With the Department of Labor’s release of its proposed conflicts of interest rule and recent court cases involving fiduciary duties, fiduciary responsibilities are getting a lot of attention. If you are a fiduciary for your company’s retirement plan, now is a good time to review what your role is and make sure you are meeting your obligations.
In our recent Employee Benefit Plan Benchmarking Survey, Aronson asked retirement plan sponsors about their governance practices, specifically whether they use an outside advisor and if they have a 401(k) committee. Not surprisingly, 80% of respondents indicated they did use an outside advisor, and 71% of those met at least annually. However, only 44% of respondents reported having a 401(k) committee.

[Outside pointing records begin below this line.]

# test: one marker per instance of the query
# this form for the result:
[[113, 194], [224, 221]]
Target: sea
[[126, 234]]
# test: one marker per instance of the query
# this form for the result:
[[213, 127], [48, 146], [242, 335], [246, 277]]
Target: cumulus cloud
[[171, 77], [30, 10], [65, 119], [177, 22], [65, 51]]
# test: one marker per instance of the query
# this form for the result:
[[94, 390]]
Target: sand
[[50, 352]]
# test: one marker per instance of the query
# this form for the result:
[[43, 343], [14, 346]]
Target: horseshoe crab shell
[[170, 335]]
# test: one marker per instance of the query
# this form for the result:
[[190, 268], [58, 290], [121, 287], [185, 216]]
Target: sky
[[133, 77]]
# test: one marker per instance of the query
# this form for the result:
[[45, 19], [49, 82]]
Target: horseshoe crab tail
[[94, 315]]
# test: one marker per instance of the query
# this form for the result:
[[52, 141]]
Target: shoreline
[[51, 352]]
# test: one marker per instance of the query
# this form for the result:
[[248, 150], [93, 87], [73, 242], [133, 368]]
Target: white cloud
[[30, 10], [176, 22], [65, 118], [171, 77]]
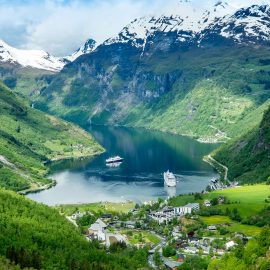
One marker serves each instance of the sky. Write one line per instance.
(61, 26)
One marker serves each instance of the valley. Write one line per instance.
(186, 90)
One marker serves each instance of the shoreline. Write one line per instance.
(213, 163)
(200, 139)
(53, 183)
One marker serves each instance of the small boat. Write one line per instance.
(169, 179)
(116, 159)
(114, 164)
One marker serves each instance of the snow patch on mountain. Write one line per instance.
(247, 23)
(241, 25)
(29, 58)
(88, 47)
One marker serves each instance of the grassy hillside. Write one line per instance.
(209, 93)
(29, 138)
(254, 256)
(34, 235)
(247, 157)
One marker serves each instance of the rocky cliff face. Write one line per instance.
(155, 63)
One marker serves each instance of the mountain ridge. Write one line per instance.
(135, 81)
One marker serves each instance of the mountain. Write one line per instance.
(86, 48)
(36, 236)
(29, 58)
(30, 138)
(248, 157)
(202, 77)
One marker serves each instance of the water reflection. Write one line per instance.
(146, 154)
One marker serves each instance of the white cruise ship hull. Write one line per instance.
(169, 180)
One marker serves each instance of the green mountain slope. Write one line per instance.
(248, 157)
(254, 256)
(30, 138)
(34, 235)
(203, 92)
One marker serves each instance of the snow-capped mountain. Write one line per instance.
(29, 58)
(88, 47)
(249, 24)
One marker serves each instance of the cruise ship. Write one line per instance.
(116, 159)
(169, 179)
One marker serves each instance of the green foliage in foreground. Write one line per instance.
(212, 93)
(248, 157)
(254, 256)
(34, 235)
(28, 138)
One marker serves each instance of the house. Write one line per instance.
(77, 215)
(181, 258)
(207, 203)
(107, 216)
(192, 250)
(206, 250)
(187, 209)
(212, 228)
(173, 265)
(221, 200)
(97, 230)
(130, 224)
(230, 245)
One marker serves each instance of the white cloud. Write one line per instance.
(60, 27)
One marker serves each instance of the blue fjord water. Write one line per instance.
(147, 154)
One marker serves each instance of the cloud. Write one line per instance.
(61, 26)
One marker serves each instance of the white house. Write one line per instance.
(187, 209)
(97, 230)
(207, 203)
(230, 245)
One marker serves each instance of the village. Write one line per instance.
(171, 234)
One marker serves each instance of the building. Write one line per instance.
(207, 203)
(77, 215)
(97, 230)
(187, 209)
(173, 265)
(212, 228)
(230, 245)
(165, 215)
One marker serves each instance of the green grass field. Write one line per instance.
(106, 207)
(249, 200)
(232, 225)
(140, 237)
(29, 138)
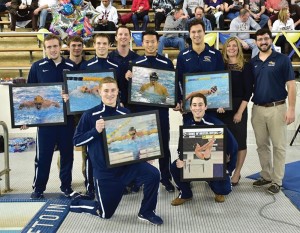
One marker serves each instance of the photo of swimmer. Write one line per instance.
(153, 87)
(202, 148)
(216, 86)
(132, 138)
(82, 87)
(37, 104)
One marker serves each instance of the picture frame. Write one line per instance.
(38, 104)
(160, 93)
(217, 83)
(203, 150)
(82, 88)
(132, 138)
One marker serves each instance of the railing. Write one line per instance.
(6, 170)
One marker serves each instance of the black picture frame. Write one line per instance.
(141, 92)
(219, 82)
(81, 86)
(199, 165)
(121, 147)
(38, 104)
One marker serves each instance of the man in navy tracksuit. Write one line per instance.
(199, 57)
(154, 60)
(111, 182)
(198, 106)
(49, 70)
(98, 63)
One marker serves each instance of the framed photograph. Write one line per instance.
(82, 87)
(202, 148)
(153, 87)
(37, 104)
(216, 86)
(132, 138)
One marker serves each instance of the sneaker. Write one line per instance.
(37, 195)
(154, 219)
(169, 187)
(261, 182)
(219, 198)
(274, 188)
(179, 201)
(69, 192)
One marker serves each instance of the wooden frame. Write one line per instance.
(132, 138)
(37, 104)
(82, 87)
(161, 92)
(208, 162)
(216, 86)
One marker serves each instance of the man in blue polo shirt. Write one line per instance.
(273, 72)
(49, 70)
(199, 57)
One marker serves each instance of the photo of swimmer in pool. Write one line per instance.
(153, 87)
(132, 138)
(37, 105)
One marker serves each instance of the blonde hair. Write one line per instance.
(283, 15)
(240, 54)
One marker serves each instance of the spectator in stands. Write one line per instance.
(244, 23)
(44, 11)
(174, 22)
(162, 8)
(140, 10)
(107, 20)
(232, 8)
(199, 14)
(216, 8)
(294, 14)
(283, 23)
(20, 10)
(257, 9)
(4, 5)
(274, 6)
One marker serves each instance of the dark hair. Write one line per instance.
(263, 31)
(52, 37)
(75, 39)
(125, 27)
(199, 95)
(196, 22)
(150, 32)
(101, 35)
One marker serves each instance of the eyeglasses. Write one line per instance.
(263, 39)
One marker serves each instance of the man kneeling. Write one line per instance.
(111, 182)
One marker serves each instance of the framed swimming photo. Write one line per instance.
(82, 87)
(154, 87)
(37, 104)
(202, 148)
(216, 86)
(132, 138)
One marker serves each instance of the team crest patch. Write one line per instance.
(207, 58)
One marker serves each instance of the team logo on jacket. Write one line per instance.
(271, 63)
(207, 58)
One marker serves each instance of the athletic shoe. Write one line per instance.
(261, 182)
(37, 195)
(274, 188)
(153, 219)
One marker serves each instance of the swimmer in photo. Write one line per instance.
(204, 152)
(154, 86)
(39, 102)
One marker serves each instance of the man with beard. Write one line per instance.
(273, 72)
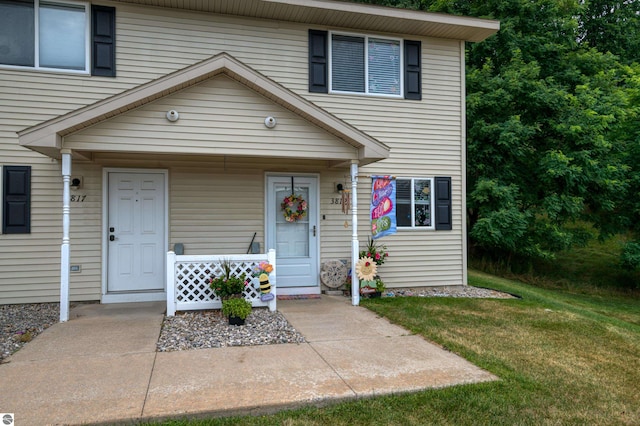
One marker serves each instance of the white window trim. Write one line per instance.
(366, 37)
(1, 198)
(413, 227)
(87, 44)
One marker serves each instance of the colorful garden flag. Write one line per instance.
(383, 206)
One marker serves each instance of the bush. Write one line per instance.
(240, 308)
(630, 257)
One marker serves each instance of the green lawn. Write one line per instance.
(563, 358)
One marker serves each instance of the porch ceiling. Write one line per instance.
(342, 14)
(47, 137)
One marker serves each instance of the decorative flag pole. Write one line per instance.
(355, 246)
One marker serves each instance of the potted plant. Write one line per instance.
(376, 252)
(380, 288)
(237, 310)
(228, 286)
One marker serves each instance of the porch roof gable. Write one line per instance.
(47, 137)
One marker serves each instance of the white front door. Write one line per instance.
(136, 237)
(295, 242)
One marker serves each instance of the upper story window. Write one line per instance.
(44, 34)
(57, 35)
(362, 64)
(347, 63)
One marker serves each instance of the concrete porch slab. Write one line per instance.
(240, 379)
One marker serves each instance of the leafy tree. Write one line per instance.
(552, 111)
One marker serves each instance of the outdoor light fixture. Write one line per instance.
(270, 122)
(172, 115)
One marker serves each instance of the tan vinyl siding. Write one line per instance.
(220, 116)
(425, 139)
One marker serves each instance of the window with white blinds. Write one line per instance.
(362, 64)
(414, 206)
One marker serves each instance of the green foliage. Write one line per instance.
(553, 135)
(376, 251)
(227, 285)
(236, 307)
(631, 256)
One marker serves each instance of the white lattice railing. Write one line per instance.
(188, 280)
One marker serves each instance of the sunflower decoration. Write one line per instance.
(366, 268)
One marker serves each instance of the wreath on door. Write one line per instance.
(294, 208)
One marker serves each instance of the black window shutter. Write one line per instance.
(103, 39)
(443, 204)
(318, 61)
(16, 200)
(412, 73)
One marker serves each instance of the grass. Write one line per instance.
(592, 269)
(563, 358)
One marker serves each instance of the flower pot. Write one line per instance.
(236, 320)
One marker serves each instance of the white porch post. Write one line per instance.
(171, 284)
(64, 251)
(355, 246)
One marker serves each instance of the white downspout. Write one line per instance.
(355, 246)
(64, 251)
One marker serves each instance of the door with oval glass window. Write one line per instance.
(295, 240)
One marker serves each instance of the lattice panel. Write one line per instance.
(192, 278)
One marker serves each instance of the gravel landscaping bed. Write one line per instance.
(460, 291)
(21, 323)
(210, 329)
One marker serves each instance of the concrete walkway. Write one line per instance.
(101, 366)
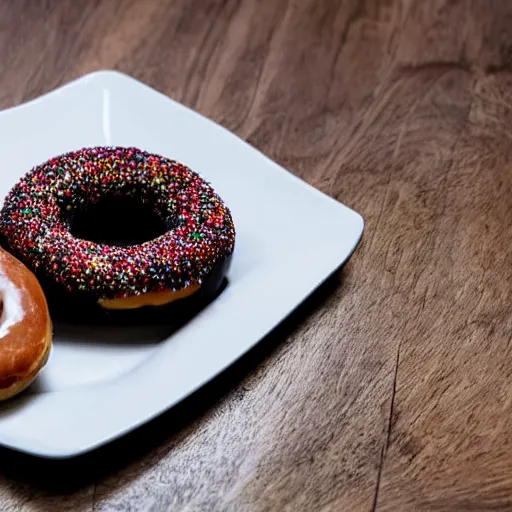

Best Practice: The plan sponsor should establish a committee that meets regularly to discuss topics of importance to the plan, including a review of the investment options, investment performance and fees. Meetings should be held no less than annually, but semi-annual or even quarterly meetings can keep the importance of the plan at the forefront. Meetings that involve a discussion of the investments should include an outside investment advisor if investment expertise is not found on the committee. The committee should make changes to underperforming funds where appropriate and monitor investment fees. Keep minutes of these meetings that include the information reviewed and any fiduciary decisions made.
Fiduciaries must act prudently and manage plan assets solely in the interest of the plan’s participants and beneficiaries. With the heightened attention being focused on fiduciaries, it is important that those in this role understand their responsibilities. Many organizations offer fiduciary training, and it would be best practice for such training to be provided to members of the retirement plan committee.